I love listening to BBC Radio 3, and to the Proms in particular. The quality of the broadcasts is generally superb. In recent years we’ve been spoilt for choice over the way we can choose to listen. Last year I compared the BBC iPlayer with other ways to listen by investigating the dynamics and spectral response. This year I decided use the Proms to look at waveform accuracy. Having started collecting data for analysis, the comparisons suddenly became much more interesting when a contact at the BBC told me they would be providing an experimental 320kb/sec aac stream. This made the question, “How much were the audio waveforms being altered in transmission?” even more intriguing. Was 320k measurably better than the standard stream? What I discovered surprised me. It was like becoming involved with Dr Who. I found I was collecting evidence for Time Travel...
For my examination I decided to use a method based on a mathematical process called Cross Correlation. This lets you compare two patterns (e.g. series of sample values) and obtain a number that represents how similar they are. A cross-correlation value of ‘1’ means the shapes of the two waveforms or sequences of values are identical. A value close to ‘0’ means they have no similarities. One neat feature of the method is that it scales the overall sizes of what you compare. So if you were to compare a waveform pattern with a copy that had simply been amplified or scaled down you’d still get a calculated result of ‘1’ if the patterns were the same. This means that the choice of replay volume (gain) shouldn’t alter the results.
However with a complicated ever-changing pattern like two recordings of the ‘same’ music you need to take care to time-align them accurately if you wish to find the correct correlation. This can be difficult to achieve but it has a bonus. It means that as well as seeing how similar they are, you can discover any differences in the relative timing (or phase) behaviour between two versions. Of course, for this to be possible you do need two versions. So for the approach to work I also required some form of alternative recording to compare with the 320kb stream!
For my initial analysis I decided to concentrate on one particular Prom.
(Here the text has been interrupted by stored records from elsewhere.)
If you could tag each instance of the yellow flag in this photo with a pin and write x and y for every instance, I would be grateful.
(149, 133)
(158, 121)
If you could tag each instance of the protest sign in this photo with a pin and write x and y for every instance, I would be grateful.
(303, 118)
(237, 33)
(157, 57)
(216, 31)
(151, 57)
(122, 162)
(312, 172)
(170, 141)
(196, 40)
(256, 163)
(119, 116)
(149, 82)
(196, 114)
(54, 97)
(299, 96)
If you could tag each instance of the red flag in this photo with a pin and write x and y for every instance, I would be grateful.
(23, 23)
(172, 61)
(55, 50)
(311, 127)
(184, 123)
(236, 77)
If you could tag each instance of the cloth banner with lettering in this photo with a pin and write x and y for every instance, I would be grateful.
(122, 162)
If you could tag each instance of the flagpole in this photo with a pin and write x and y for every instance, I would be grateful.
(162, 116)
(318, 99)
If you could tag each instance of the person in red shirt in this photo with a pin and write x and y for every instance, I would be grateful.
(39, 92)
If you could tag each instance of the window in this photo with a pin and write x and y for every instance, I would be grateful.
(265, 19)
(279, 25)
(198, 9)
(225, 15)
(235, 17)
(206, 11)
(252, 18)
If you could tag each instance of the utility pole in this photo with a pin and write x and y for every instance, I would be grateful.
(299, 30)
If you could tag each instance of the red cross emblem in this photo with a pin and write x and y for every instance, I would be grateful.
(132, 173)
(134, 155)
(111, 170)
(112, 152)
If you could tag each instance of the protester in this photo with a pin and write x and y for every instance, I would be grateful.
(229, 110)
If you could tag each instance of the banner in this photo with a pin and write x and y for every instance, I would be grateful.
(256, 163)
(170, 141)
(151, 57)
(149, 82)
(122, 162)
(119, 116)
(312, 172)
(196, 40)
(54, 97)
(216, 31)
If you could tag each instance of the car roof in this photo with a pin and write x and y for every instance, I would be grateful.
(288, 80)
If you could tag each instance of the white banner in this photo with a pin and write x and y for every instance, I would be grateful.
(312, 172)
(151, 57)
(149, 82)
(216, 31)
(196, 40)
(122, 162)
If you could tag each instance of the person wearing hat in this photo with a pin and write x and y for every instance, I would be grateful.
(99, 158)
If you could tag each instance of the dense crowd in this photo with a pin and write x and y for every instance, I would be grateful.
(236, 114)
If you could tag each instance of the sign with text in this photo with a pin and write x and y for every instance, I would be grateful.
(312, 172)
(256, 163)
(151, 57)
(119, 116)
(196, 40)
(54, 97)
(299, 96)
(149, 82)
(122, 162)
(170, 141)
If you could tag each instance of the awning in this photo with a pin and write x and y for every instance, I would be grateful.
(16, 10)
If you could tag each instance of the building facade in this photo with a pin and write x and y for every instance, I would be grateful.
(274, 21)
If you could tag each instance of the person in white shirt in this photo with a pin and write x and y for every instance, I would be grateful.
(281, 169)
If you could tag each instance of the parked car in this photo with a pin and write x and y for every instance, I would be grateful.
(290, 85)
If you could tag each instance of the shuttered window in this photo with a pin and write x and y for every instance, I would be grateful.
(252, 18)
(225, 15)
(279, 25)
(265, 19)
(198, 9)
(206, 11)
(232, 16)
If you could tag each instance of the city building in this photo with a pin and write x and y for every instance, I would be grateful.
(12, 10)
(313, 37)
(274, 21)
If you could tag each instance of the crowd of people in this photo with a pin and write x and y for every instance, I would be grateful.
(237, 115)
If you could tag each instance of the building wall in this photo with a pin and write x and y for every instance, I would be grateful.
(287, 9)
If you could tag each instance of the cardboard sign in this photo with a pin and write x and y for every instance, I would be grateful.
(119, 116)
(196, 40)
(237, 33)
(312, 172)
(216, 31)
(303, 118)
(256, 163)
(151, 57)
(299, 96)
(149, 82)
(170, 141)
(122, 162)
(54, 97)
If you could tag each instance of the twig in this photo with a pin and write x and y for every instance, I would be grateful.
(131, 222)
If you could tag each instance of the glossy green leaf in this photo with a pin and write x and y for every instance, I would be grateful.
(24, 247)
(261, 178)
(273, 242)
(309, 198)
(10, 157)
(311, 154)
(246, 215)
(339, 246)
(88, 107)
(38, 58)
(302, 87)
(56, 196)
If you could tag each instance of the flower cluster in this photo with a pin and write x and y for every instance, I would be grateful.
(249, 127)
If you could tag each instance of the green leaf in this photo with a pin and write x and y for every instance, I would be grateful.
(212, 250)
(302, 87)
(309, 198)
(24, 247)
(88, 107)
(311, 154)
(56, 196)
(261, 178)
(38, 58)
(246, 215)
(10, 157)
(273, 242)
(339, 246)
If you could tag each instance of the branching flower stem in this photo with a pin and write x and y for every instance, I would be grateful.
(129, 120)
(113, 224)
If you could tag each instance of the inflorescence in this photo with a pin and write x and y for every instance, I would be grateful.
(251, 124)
This was the “1910 Last Night” given on the 5th of September. I chose this because it was a very long concert with a wider diversity of types of music than usual. I made a recording using the 320kb/sec iPlayer stream. For comparison I decided to try two approaches. One was to also make recordings of the same Prom via Freeview (Digital Terrestrial TV) using both the live Radio 3 broadcast and the later BBC4TV version. The other was to ask the BBC if they could let me have a ‘source’ file copy. I should like to thank the BBC as they were happy to provide me with source LPCM files, etc, and gave me some very useful information about the iPlayer system. This meant I was able to compare what I received with what they were feeding into their Coyopa iPlayer systems. They also provided me with some recordings they had made of their 192k and 320k streams to check against my own recordings. Their generous help allowed me to carry out a detailed ‘end to end’ examination of the iPlayer streams.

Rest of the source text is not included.